21-day lockdown – Day 3 – Finding vegetables to plant


21-day lockdown – Day 3 – Finding vegetables to plant

Now that we’ve whet your appetite with the possibility of planting your own vegetables, you’re no doubt wanting to take the plunge since you have more time on your hands. Sadly, all garden centres are closed for the lockdown, so you can’t rush out to buy seedlings to kickstart your enterprise. But don’t despair, there are still some possibilities within reach.

While preparing a potato dish, I realised that some of my potatoes had started sprouting. Instead of simply adding these to the bokashi bin, I cut off the sections with the developing buds and saved them to plant in the garden. The sprouts will be planted 2cm below the soil level, and about 40cm apart, and then covered. The soil needs to be kept moist throughout the growing period. Within 1-2 weeks, the first leaves will start to appear and, depending on your climate, you should be harvesting your crop in 2-3 months.

cut off the sprouting ends of potatoes and plant them them 2cm below the ground, and 40cm apart

Even if you don’t have space in the garden, potatoes can still be planted in a container. Another novel way to plant potatoes is using old car tyres if you have any lying around. You can even get creative with the kids and paint the tyres with those half-used paint tins taking up space in the garage.

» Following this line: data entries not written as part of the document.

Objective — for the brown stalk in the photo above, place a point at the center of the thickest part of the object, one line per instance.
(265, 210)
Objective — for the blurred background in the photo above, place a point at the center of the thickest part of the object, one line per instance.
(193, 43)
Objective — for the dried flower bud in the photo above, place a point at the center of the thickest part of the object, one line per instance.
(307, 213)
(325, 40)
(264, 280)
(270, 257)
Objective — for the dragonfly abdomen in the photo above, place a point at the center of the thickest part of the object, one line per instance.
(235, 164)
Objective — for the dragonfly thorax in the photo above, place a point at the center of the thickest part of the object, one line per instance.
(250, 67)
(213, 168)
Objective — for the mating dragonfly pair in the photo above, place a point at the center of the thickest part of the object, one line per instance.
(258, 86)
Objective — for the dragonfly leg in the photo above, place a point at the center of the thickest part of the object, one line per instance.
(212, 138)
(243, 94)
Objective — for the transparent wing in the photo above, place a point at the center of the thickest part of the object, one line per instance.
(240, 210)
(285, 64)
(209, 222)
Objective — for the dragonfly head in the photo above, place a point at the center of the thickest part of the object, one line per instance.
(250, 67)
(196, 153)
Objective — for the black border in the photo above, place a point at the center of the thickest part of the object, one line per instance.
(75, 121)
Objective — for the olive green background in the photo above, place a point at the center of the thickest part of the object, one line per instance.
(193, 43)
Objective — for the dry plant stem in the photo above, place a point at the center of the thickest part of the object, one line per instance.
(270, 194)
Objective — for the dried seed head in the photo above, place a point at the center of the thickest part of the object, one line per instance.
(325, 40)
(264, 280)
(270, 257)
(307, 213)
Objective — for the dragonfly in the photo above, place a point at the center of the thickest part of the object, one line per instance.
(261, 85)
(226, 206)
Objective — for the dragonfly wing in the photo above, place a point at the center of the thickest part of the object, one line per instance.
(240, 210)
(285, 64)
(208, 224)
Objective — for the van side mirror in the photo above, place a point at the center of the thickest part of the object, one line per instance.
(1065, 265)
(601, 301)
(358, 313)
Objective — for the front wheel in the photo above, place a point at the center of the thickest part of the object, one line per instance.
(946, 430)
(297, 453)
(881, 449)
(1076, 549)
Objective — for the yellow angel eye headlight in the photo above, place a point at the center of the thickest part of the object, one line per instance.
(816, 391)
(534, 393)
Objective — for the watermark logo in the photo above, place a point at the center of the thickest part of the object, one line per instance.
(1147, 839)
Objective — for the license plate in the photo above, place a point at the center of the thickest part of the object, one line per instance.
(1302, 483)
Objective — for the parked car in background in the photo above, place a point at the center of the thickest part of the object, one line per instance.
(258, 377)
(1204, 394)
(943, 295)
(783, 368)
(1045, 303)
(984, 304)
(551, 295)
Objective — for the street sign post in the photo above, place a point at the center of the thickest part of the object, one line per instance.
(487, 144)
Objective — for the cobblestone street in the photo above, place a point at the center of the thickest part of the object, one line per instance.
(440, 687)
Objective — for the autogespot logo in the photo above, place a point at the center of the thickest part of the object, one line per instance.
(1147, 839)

Store-bought vegetables are also a great source of seed, and these you can collect and set aside whilst you’re preparing your food. The gourd (Cucurbitaceae) family includes butternut, pumpkin, gem squash and water melon, and these are all particularly easy to cultivate from seed. They grow best in summer, so you’d need to save seed harvested now for sowing in October/November, but there’s no reason why you can’t experiment with them now and get some practice. If you are going to store them however, ensure that they are washed to remove any flesh, and dried before storing them in a container that allows air circulation. An envelope is ideal for this – remember to label it so that you know what you’re planting in a few months.

the seeds from half a gem squash

seeds in a freshly squeezed lemon

But if you want to plant now with the intention of harvesting, then there are other foods you may have at home that you can plant in your garden:

  • Tomatoes: Save a few seeds when chopping a tomato and plant 2mm deep.
  • Peppers: Green, red, yellow and chilli peppers grow easily from seed planted in a pot or directly in the ground.
  • Ginger: Plant a piece of root that has a bud, 5cm below the surface.
  • Lemon: Lemon trees can be grown successfully from seed.  It will be approximately 5 years before you can harvest lemons from them, but in my opinion every home should have at least one lemon tree.
  • Avocado: This, as many of us know, grows easily from a pip.  It will not bear fruit for many years, but will be rewarding to plant if you have the space. Save yourself the toothpicks and plant it straight into the ground or a pot.

Most vegetable plants require a position in full sun, well-drained soil and daily watering. For more specific information, consider some online research to guide you.

Whilst you may have mixed success with your first attempt at planting vegetables, it is highly rewarding, as most have a short growing period, so you’ll notice daily signs of growth. Plus, there’s no greater pleasure than harvesting something you’ve grown in your own garden.

a young lemon tree (grown from seed) growing amongst our dicliptera clinopodia – this needs to be transplanted soon!